Create a Data Marvel — Part 7: Connecting the Graph

Jennifer Reif
Neo4j Developer Blog

--

*Update*: All parts of this series are published and related content available.

Part 1, Part 2, Part 3, Part 4, Part 5, Part 6, Part 7, Part 8, Part 9, Part 10

Completed Github project (+related content)

In the posts leading up to this one, we have taken data from the Marvel API, organized it into a graph model, imported the data to Neo4j, created a Spring application from the Spring Initializr page, and set up 5 out of 6 of our entities (Character, Creator, Event, Series, Story) with domain, repository, and controller classes. Finally, we are ready to start knitting all these pieces together using the ComicIssue domain and code the connectors that define a graph — the relationships!

In this post, we will work through some coding for our ComicIssue model, repository, and controller classes, as well as code one additional class for a service. We will talk about what purpose the extra class fills and what goes into it when we get to it. For now, let’s code!

The ComicIssue class

This class will look similar to our other classes we coded in the last couple of blog posts. To create it, simply right-mouse click on our comicissue folder and choose New->Java Class. Name it ComicIssue, and Spring will generate the skeleton for us.

We will have our annotations, Lombok shortcuts, and our fields. We can see this in the class code below.

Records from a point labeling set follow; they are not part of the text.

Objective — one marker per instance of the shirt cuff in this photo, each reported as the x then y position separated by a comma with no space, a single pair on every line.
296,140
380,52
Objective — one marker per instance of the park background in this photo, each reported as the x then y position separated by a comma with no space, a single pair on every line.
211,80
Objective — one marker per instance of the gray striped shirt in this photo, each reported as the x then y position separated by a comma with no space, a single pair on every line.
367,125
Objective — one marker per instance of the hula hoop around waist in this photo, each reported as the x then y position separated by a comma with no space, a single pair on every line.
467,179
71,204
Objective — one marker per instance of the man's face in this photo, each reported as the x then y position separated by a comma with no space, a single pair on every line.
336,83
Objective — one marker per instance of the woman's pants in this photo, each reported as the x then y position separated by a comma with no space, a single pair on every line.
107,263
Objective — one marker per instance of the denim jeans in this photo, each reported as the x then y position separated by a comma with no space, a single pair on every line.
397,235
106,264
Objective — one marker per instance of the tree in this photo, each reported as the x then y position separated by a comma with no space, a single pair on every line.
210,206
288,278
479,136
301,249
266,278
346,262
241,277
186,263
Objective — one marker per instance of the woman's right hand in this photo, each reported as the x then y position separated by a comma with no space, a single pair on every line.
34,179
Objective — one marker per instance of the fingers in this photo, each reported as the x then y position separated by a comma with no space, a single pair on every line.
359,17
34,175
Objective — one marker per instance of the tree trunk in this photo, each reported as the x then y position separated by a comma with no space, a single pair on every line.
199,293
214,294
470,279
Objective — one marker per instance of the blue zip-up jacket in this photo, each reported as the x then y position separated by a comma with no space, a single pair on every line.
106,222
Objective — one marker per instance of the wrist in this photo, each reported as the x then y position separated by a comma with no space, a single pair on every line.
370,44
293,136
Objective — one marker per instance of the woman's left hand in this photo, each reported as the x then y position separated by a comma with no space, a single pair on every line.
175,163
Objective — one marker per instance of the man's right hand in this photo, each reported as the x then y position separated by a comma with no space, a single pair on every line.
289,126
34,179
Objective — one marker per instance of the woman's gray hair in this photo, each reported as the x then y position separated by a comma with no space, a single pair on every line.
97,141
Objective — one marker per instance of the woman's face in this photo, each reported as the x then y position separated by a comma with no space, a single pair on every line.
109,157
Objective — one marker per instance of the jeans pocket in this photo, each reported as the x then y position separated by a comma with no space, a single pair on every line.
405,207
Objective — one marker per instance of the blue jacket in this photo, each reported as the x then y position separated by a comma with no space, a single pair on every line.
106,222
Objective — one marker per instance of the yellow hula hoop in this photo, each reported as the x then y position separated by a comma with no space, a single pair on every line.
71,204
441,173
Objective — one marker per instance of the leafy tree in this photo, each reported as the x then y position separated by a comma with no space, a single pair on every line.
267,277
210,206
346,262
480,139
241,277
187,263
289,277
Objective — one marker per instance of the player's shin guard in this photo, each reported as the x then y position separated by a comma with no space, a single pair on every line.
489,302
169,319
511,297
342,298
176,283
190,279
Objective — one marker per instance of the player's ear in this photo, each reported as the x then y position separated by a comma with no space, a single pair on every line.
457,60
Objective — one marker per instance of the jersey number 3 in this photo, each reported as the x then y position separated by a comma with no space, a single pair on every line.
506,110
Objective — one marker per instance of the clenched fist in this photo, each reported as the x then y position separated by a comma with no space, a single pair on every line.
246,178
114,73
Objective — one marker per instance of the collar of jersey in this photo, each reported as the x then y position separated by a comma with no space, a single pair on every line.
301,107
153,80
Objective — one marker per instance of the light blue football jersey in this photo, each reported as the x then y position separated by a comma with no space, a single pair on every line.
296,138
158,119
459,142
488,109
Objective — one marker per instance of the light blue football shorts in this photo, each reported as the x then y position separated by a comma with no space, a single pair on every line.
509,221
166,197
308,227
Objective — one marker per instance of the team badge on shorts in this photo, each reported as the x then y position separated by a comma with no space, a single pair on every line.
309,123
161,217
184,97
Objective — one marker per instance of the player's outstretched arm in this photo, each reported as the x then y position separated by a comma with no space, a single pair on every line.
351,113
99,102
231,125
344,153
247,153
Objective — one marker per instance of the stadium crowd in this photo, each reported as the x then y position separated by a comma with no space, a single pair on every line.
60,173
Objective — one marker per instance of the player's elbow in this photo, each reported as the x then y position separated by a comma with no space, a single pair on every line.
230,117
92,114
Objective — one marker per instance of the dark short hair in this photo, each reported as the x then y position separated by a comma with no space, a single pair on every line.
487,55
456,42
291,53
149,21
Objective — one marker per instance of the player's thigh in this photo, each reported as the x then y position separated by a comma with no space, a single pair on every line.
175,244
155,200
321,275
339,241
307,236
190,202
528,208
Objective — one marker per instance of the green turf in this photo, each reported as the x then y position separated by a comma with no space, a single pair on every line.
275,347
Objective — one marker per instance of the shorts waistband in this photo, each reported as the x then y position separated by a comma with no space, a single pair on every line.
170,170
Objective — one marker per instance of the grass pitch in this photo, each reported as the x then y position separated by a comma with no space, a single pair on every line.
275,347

package com.example.demo.comicissue;import ...@Data
@NoArgsConstructor
@RequiredArgsConstructor
@NodeEntity
public class ComicIssue {
@Id @GeneratedValue
private Long neoId;
@NonNull
private Long id;
@NonNull
private Integer pageCount;
@NonNull
private Double issueNumber;
@NonNull
private String name, thumbnail, resourceURI;
@Relationship(type = “INCLUDES”)
private List<Character> characters = new ArrayList<>();
@Relationship(type = “CREATED_BY”)
private List<Creator> creators = new ArrayList<>();
@Relationship(type = “PART_OF”)
private List<Event> events = new ArrayList<>();
@Relationship(type = “BELONGS_TO”)
private List<Series> series = new ArrayList<>();
@Relationship(type = “MADE_OF”)
private List<Story> stories = new ArrayList<>();
public List<Character> getCharacters() { return characters; }
public List<Creator> getCreators() { return creators; }
public List<Event> getEvents() { return events; }
public List<Series> getSeries() { return series; }
public List<Story> getStories() { return stories; }
}

What is different is the bit after our fields. We have added some annotations, array lists, and getters here. This is where we connect our ComicIssue entity to our other entities. Recall the data model that we drew back in our first post.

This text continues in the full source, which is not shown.